This means adding a known amount of analyte to the “sample” at some point in the analysis, then
proceeding to analyse this spiked sample as normal. This is often called a recovery check.
For example, if your analysed portion of sample contained 5 mg of analyte, and another 5 mg was
added as a spike, you would expect when the spiked sample was analysed, it would contain 10 mg. If
less (or more) is recovered than was put in, then something is going wrong in the procedure.

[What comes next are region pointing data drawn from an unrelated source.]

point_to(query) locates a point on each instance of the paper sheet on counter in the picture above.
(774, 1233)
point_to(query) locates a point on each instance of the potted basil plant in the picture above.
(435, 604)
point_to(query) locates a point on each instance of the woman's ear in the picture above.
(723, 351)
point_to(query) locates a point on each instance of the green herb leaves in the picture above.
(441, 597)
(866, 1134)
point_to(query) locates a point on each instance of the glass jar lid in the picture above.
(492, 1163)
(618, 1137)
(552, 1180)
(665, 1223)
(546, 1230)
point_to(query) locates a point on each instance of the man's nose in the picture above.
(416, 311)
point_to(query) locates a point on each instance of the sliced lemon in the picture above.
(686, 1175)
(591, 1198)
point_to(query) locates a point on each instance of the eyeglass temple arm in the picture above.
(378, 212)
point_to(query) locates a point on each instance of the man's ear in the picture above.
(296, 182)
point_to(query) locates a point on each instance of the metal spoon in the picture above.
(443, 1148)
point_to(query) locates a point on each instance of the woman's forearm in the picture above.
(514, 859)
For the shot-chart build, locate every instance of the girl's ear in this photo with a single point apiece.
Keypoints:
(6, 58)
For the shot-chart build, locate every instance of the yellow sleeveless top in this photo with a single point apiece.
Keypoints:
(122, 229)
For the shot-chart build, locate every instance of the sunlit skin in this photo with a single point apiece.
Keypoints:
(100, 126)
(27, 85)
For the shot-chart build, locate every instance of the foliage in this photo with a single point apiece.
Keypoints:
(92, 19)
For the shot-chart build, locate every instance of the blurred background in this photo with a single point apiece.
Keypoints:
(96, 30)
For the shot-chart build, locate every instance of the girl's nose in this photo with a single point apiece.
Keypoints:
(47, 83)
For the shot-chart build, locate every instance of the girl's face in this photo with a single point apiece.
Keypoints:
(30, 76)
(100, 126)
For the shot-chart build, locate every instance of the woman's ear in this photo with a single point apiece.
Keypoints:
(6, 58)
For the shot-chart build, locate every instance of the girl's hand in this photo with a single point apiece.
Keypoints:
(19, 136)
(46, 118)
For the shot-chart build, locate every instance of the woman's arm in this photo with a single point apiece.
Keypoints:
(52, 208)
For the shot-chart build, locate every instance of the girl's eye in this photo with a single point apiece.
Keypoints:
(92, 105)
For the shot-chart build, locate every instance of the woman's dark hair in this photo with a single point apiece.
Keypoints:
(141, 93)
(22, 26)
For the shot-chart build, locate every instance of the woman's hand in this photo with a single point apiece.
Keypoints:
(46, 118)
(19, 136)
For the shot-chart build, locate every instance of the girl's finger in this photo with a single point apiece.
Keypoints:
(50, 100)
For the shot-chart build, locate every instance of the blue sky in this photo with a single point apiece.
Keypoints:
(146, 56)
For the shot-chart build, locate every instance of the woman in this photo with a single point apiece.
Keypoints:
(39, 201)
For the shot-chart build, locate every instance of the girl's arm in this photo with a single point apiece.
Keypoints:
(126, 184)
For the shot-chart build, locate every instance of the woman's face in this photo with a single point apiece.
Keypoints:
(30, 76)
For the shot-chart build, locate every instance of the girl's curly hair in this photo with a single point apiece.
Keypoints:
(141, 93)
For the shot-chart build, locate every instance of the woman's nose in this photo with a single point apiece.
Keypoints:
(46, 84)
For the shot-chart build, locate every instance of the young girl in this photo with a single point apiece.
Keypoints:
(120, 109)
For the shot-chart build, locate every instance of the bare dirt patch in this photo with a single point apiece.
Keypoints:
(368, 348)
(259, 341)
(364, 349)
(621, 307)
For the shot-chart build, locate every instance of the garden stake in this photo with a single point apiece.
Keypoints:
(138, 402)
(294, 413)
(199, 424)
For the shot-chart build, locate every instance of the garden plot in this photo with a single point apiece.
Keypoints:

This requires the addition of a known amount of analyte (known as a spike) to the sample, which is then
analysed as normal. The increase in concentration as analysed is then compared to how much was due
to the sample and how much was added. If a procedure works perfectly, then 100% of the added
analyte will be recovered. In general, a recovery of between 90-110% is considered perfectly
reasonable.
The key conclusion to make here is that the percent recovered is a measure of how accurate the answer
for your sample is. If only 50% of the added analyte is recovered, it suggest that 50% of the analyte in
the sample is being missed as well. However, you don’t then adjust the sample answer accordingly, just
report both results.
The recovery check process is similar in performance to standard addition, but is done for totally
different reasons. Standard addition is done to determine the sample concentration (it is an analysis
procedure), while the recovery check requires that you know the concentration in the sample (it is a
check on the analytical procedure).
Spiked samples check for matrix problems as well as method and operator errors, while spiked
standards check only for the latter errors.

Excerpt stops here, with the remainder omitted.